RVA Magazine is a magazine, launched in April 2005 as a full color publication with a focus on street art, trendsetting local music and counter culture ideas coming from the Richmond, Virginia area. It was founded by R. Anthony Harris and Jeremy Parker. The mission of RVA Magazine is to cross-pollinate cultures and encourage the spread of new ideas in Richmond, VA. The magazine was the first to use and has been credited with popularizing the term "RVA", which became the city's official moniker around 2012, and stands for a progressive, diverse and creative city.
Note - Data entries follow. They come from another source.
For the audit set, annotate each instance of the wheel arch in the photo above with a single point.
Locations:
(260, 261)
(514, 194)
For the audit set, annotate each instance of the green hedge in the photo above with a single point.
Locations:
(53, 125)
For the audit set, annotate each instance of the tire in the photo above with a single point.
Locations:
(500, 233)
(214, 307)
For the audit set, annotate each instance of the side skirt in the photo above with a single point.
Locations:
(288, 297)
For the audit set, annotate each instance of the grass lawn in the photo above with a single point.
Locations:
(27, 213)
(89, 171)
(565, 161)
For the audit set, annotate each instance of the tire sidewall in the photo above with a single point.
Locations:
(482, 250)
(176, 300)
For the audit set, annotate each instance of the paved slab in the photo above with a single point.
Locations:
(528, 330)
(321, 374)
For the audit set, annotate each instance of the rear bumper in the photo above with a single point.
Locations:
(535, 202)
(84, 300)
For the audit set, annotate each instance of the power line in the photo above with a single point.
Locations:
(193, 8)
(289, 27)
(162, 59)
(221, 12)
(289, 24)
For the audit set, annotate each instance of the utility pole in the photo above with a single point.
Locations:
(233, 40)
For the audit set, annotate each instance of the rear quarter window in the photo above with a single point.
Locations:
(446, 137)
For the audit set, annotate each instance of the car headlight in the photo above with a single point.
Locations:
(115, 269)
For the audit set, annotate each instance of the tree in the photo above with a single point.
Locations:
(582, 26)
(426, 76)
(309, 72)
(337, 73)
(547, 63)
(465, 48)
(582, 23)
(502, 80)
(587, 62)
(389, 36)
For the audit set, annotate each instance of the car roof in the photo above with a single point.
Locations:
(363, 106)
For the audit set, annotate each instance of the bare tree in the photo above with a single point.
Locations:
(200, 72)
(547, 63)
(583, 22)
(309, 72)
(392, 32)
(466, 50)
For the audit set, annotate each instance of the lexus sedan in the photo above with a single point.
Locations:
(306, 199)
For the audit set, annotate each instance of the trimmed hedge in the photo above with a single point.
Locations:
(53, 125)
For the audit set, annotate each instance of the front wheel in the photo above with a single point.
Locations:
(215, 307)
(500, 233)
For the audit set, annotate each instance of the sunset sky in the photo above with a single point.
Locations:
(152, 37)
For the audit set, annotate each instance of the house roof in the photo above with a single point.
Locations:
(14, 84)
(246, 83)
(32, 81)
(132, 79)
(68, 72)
In 2017 it began to take on a more political bent.

In addition, R. Anthony Harris and RVA Magazine has also been involved in creating and marketing culturally relevant events like the annual week long Halloween idea - Halloweek started in 2006, launched the first citywide New Year's Eve celebration Carytown New Year's Eve in 2006-2007 that drew over 22,000+ attendees and regional recognition, RVA NYE in 2015 on Brown's Island attended by over 14,000 people+, and was instrumental in the launch and support of The Richmond Mural Project by Art Whino in 2012 that brought international attention to the city's growing street art scene. The magazine was the first city publication to support the then fledgling but culturally important First Friday Arts Walk initiative back in 2006.

RVA is distributed free to the public in print form and in digital formats through their webpage RVAmag.com. RVA Magazine's parent company Inkwell Ventures also owns and operates Virginia's only LGBT news source, GayRVA.com.